The way the loop is coded seems rather awkward, I guess. Not only there's an unexpected comment in the "for" clause, but the condition also says this

    /* Another way to say "while (i < num_mcv)" */
    if (i >= num_mcv)
        break;

Why not to write it as a while loop, then? Possibly including the (num_hist >= 2) condition, like this:

    while ((i < num_mcv) && (num_hist >= 2))
    {
        ...
    }

In any case, the loop would deserve a comment explaining why we think computing the thresholds like this makes sense.

Summary
-------

Overall, I think this is really about deciding when to cut-off the MCV, so that it does not grow needlessly large - as Robert pointed out, the larger the list, the more expensive the estimation (and thus planning).

So even if we could fit the whole sample into the MCV list (i.e. we believe we've seen all the values and we can fit them into the MCV list), it may not make sense to do so. The ultimate goal is to estimate conditions, and if we can do that reasonably even after cutting of the least frequent values from the MCV list, then why not?

>From this point of view, the analysis concentrates deals just with the ANALYZE part and does not discuss the estimation counter-part at all.

Longer MCV lists might be a different story, but see "Increasing stats target" section of the original mail: increasing the target doesn't give quite the expected results with unpatched code either.

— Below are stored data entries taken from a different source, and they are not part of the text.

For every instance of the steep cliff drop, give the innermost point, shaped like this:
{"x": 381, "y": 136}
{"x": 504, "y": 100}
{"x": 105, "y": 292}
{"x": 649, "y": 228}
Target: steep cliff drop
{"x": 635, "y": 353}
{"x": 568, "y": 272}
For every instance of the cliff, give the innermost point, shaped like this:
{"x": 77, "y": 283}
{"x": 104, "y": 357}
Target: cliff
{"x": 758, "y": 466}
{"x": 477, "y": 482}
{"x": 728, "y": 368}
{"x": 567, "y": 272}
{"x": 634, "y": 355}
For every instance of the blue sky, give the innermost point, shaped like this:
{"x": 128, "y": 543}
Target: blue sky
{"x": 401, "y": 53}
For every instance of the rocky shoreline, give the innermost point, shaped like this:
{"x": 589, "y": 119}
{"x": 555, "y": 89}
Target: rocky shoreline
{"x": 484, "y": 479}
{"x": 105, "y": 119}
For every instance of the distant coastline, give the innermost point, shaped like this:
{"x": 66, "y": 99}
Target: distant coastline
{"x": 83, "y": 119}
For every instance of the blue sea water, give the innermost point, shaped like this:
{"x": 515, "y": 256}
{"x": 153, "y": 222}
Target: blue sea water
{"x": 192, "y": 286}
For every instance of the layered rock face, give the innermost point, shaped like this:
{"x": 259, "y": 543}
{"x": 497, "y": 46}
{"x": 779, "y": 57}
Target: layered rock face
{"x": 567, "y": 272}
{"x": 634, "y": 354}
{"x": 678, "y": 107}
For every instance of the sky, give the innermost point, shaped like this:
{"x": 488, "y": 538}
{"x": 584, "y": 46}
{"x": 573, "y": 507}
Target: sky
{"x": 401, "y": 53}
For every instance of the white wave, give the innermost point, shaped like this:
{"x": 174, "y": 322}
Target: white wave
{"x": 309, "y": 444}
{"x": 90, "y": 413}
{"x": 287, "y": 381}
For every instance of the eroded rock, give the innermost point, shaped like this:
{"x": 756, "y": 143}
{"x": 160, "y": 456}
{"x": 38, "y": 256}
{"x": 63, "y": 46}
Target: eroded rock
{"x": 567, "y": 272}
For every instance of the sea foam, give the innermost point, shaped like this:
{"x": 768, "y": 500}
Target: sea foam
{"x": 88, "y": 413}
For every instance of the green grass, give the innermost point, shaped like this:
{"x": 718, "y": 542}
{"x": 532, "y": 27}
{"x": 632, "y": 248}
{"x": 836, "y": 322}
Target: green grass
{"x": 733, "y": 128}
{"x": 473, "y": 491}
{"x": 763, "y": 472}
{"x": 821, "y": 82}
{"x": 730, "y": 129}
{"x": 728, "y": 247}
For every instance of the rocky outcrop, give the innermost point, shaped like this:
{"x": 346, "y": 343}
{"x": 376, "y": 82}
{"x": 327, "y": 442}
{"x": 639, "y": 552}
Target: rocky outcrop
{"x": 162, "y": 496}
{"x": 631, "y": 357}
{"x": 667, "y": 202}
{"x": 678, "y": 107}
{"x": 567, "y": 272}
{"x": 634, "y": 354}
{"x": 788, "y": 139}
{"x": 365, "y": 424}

5) ndistinct estimation vs. NULLs
---------------------------------

While looking at the patch, I started realizing whether we're actually handling NULLs correctly when estimating ndistinct. Because that part also uses samplerows directly and entirely ignores NULLs, as it does this:

    numer = (double) samplerows *(double) d;

    denom = (double) (samplerows - f1) +
        (double) f1 *(double) samplerows / totalrows;

    ...
    if (stadistinct > totalrows)
        stadistinct = totalrows;

For tables with large fraction of NULLs, this seems to significantly underestimate the ndistinct value - for example consider a trivial table with 95% of NULL values and ~10k distinct values with skewed distribution:

    create table t (id int);

    insert into t
    select (case when random() < 0.05 then (10000 * random() * random())
                 else null end) from generate_series(1,1000000) s(i);

In practice, there are 8325 distinct values in my sample:

    test=# select count(distinct id) from t;
     count
    -------
      8325
    (1 row)

But after ANALYZE with default statistics target (100), ndistinct is estimated to be ~1300, and with target=1000 the estimate increases to ~6000.

After fixing the estimator to consider fraction of NULLs, the estimates look like this:

    statistics target |   master  |  patched
   ------------------------------------------
                  100 |     1302  |     5356
                 1000 |     6022  |     6791

So this seems to significantly improve the ndistinct estimate (patch attached).